Albiflorin ameliorates memory deficits in APP/PS1 transgenic mice via ameliorating mitochondrial dysfunction

Abstract

Albiflorin, the main component of Radix Paeoniae Alba, has been shown to ameliorate injury in cell models of Alzheimer’s disease induced by amyloid-β (Aβ), but the mechanism is unclear. We used 7-month-old APP/PS1 mice to determine whether albiflorin is capable of protecting against Alzheimer’s disease. We found that four weeks of intragastric administration of albiflorin (20 mg/kg/d and 40 mg/kg/d) ameliorated memory deficits in APP/PS1 mice.

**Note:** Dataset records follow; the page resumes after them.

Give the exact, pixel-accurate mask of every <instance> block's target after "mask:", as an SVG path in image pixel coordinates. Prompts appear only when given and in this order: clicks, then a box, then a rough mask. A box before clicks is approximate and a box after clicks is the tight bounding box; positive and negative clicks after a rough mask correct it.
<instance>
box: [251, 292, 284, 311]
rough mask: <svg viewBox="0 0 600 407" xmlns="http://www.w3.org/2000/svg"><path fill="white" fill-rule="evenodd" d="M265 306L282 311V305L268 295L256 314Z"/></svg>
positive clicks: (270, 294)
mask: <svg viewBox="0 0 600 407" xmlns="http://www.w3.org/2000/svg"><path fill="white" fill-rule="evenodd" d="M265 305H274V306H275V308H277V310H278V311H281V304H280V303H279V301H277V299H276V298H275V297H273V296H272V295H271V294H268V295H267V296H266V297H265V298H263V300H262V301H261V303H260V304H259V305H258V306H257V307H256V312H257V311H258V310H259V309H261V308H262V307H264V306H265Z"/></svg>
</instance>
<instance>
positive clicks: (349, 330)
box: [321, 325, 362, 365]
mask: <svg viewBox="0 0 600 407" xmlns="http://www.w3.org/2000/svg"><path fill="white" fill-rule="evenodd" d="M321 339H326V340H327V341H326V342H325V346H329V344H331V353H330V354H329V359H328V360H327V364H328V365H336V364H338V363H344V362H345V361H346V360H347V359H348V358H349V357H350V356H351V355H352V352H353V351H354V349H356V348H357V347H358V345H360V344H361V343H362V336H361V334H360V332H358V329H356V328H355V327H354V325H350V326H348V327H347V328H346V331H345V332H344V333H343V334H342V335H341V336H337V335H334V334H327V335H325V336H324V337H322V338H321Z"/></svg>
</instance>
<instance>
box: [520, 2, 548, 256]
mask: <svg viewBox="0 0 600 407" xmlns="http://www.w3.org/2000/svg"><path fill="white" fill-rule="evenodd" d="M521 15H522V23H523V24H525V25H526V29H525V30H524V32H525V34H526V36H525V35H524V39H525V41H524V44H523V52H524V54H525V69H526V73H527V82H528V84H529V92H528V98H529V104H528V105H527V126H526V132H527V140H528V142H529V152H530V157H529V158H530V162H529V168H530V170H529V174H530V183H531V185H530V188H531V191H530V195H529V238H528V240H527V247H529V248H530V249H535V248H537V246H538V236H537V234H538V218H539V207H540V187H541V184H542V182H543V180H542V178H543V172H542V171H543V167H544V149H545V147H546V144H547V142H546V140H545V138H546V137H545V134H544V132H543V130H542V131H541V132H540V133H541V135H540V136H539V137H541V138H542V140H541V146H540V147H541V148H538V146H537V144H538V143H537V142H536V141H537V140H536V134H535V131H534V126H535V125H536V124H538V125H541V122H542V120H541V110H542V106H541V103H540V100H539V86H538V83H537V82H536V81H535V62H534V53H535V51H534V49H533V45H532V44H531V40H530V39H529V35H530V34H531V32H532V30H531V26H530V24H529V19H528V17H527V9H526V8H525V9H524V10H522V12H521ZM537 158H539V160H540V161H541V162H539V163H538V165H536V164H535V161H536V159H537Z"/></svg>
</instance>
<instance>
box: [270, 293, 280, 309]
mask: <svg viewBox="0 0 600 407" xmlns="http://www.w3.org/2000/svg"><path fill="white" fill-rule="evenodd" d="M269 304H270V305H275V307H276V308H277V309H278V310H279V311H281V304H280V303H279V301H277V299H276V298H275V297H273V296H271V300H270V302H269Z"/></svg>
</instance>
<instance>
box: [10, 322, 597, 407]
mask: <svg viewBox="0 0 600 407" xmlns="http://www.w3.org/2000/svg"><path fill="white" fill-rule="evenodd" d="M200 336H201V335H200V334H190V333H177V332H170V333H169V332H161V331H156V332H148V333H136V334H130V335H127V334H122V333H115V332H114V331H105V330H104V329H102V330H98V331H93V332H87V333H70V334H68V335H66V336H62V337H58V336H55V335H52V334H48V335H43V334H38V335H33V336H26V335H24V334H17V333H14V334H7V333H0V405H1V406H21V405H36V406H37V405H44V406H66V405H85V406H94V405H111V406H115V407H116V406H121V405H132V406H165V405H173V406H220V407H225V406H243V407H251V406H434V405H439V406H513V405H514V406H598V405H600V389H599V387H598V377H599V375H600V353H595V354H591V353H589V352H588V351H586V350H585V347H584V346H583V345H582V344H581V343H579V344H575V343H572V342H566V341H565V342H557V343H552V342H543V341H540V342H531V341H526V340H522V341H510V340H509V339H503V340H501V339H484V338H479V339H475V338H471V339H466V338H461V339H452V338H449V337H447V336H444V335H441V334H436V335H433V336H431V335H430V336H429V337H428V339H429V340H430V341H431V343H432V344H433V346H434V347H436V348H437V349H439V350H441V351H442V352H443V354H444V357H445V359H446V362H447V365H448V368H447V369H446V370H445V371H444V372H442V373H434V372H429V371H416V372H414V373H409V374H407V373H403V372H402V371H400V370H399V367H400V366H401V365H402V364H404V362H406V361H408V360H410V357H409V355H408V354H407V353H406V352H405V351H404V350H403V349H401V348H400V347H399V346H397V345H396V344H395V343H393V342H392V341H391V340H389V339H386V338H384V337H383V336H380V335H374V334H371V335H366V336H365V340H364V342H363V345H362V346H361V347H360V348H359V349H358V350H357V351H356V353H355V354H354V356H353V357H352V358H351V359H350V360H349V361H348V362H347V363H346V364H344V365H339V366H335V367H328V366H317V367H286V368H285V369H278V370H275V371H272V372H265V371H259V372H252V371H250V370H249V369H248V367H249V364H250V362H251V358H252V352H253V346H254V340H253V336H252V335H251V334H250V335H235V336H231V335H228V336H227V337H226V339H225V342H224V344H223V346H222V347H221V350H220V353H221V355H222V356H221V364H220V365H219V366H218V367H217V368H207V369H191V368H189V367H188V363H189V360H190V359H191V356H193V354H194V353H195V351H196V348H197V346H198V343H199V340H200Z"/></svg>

Albiflorin conferred synaptic protection by decreasing Aβ levels and increasing PSD-95, synaptophysin and synapsin 1 levels in the brains of APP/PS1 mice. Albiflorin played an antioxidative role by reducing reactive oxygen species (ROS) levels and elevating Mn-SOD activity in the brain. Albiflorin also reduced the level of Drp1, increased the levels of Mfn1, Mfn2 and Opa1 and improved mitochondrial morphology in APP/PS1 mice. Albiflorin inhibited the mitochondrial pathway of apoptosis by increasing the levels of Bcl-2 and Bcl-xl and decreasing the levels of Bax, caspase-3 and cytochrome c in both the hippocampus and the cortex and by reducing the number of apoptotic cells in the anterior parietal cortex of the APP/PS1 mice. In conclusion, treatment with albiflorin improved mitochondrial function, reduced Aβ deposition in the brain and ameliorated memory deficits in APP/PS1 mice. These findings indicate that albiflorin may serve as a potential antidementia drug.